Not sure what I am supposed to learn from this. Of course I am frustrated after a week poking around and nothing coming out of my nvidia. But I’m sure someone here will again explain to me how all these experiences of nVidia software quality is in fact my fault and my fault only.

If nVidias “policy” is in fact to just pretend OpenCL support while in fact throwing 99% of its effort on CUDA, please state so (like real men).

I realize this is perhaps a rant, so I won’t try to address all the points raised.

Yes, NVIDIA puts more effort into CUDA than OpenCL. I don’t think this is news. I don’t think you have to go through this level of analysis to discover that or arrive at that conclusion.

The proximal reason for the difficulty you’re describing here is just as you’ve stated: the codes you’re touching are quite old, and have not been updated. Toolchains have moved along however, so things don’t work the way they used to under the latest toolchains.

It is possible to reconstruct and compile the original samples in an orderly fashion, if one is so motivated. A description of how it might be done is here:

[url]https://devtalk.nvidia.com/default/topic/768502/opencl-example-code-doesn-t-compile-cuda-6-0-ubuntu-12-04-5-/[/url]
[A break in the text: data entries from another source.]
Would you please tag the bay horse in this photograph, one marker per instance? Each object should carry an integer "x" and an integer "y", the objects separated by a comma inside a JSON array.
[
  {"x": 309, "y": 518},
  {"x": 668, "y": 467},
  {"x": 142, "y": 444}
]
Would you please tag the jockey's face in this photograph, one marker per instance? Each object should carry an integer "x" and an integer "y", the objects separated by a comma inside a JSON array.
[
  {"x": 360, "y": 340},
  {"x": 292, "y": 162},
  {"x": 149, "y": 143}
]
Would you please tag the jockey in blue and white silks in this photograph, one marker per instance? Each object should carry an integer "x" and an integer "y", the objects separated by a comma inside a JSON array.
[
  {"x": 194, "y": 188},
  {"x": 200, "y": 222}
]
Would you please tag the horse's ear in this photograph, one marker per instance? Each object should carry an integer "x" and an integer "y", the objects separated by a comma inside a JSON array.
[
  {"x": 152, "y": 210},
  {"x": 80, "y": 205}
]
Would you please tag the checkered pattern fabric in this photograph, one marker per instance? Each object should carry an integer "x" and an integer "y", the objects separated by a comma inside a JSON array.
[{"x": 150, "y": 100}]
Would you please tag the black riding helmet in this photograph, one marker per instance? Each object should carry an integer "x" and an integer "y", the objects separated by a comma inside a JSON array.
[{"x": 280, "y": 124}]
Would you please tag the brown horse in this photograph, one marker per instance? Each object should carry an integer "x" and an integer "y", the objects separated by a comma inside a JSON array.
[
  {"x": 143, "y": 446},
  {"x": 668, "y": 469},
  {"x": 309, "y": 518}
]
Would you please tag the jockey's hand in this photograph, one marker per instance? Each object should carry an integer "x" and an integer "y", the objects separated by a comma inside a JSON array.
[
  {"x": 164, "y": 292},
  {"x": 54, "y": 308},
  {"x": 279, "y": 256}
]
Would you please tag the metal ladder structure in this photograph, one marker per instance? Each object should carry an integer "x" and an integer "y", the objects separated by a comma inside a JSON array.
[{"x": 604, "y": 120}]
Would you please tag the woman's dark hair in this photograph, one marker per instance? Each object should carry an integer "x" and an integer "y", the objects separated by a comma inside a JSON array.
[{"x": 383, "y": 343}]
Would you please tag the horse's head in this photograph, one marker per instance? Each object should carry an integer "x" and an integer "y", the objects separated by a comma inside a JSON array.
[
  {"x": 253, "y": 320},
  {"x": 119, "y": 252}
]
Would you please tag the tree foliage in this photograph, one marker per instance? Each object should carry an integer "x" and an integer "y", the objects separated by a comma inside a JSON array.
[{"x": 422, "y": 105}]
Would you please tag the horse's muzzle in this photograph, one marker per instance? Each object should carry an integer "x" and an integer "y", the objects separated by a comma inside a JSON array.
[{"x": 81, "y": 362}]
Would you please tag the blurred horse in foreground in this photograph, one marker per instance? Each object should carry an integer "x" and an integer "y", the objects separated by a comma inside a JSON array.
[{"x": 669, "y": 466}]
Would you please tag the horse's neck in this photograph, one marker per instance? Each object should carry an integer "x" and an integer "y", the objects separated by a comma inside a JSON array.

Note that the RHEL 5.5 I used there is old, and so it includes GCC 4.1.2 which helps if you’re trying to compile these old codes.

AFAIK NVIDIA no longer maintains a “current” OCL SDK. When OCL was brand-new (circa 2010), there was some value in that. Nowadays, there are a great many OCL samples and resources available, it generally should not be necessary for developers wanting to use or learn OCL to depend on NVIDIA provided samples.